Ever since the mirror was invented in 1492 (I’m guessing), people have been fascinated by painting themselves. Big time art buffs like myself will undoubtedly be able to identify the artist, movement, and year in which a lot of these iconic portraits were crafted. Because, apparently, that’s important.
For example, here are some of the fan favorites:
But today, we don’t use paint. Because paint is messy. And besides, where are you even going to get paint? A paint store? OK, brah. You go do that.
No, we get the self-portrait fix out of our systems by snapping pictures of ourselves flexing at the gym, procrastinating at work, driving on the highway, pooping, and posing naked, and then we blast out those self-portraits to our friends and family for them to screenshot at their discretion. We live in a beautiful time.
But even in this enlightened age of instant photo-communication, we’re still not completely satisfied. Sometimes taking an actual picture of yourself is just not in the cards. Maybe you’re having a bad hair day. Maybe you’re playing hide-and-seek and don’t want to give away your position. Maybe you don’t look that good naked.
In the Venn diagram of 2017 self-portraiture, Bitmoji falls smack dab in the middle of actual art, and Snapchat.
It’s simple: You download the Bitmoji app, customize your appearance, and send them out to your friends and family when you want to talk but don’t have anything relevant to say. Moms love it!
The real reason why Bitmojis are so popular these days is that you can pick and choose what parts of your appearance to include. Don’t want to acknowledge that you’re going gray? Keep it brown! Insecure about your out-of-fashion lips? Puff em up, baby! Your nose is too big for your liking? Give yourself an immediate rhinoplasty right there on your smartphone device!

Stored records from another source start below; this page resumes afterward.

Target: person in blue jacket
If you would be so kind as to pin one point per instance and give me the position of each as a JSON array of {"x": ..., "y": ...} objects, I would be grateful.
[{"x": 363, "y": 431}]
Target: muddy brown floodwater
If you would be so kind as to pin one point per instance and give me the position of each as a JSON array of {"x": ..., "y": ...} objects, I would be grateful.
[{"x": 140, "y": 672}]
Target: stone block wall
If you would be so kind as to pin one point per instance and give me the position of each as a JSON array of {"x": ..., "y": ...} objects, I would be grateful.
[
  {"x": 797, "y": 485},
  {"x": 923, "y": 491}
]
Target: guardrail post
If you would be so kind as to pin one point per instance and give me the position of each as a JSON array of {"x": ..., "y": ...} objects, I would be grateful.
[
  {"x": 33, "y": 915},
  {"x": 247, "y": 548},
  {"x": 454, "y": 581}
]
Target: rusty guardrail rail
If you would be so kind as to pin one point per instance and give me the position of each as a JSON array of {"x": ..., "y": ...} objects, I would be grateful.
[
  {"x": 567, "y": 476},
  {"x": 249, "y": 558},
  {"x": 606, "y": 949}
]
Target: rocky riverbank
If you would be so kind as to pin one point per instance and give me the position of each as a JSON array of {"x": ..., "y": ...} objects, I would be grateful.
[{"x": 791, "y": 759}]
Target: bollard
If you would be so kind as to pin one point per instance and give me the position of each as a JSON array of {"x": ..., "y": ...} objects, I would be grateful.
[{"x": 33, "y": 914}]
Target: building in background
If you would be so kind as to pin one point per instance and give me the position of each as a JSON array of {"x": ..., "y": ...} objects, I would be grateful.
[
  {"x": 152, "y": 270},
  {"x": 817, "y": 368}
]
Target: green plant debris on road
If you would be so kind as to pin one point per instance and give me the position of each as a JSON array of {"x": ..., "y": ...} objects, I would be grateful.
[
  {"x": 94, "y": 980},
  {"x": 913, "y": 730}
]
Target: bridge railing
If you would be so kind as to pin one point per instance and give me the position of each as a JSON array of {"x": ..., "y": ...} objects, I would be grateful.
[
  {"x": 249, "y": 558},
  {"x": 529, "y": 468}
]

True story: When the guys in my “buddies from college” group text were designing our Bitmoji avatars, EVERY SINGLE ONE OF US chose the muscular body type.
Sure, make fun of Bitmojis now. Make fun of the self-absorbed, body image-obsessed, screen-addicted nature of the millennial generation. It deserves the criticism. But just acknowledge the Coors Light Cold Hard Fact that in the year 2217, our great-great-great(x 2?) grandchildren will be enrolled in AP Art History, and in all likelihood, these three images will be studied in the same chapter:
By then they’ll be taking space selfies—which is essentially just sending your friends an MRI of your internal organs – and what we’re doing today won’t seem stupid at all.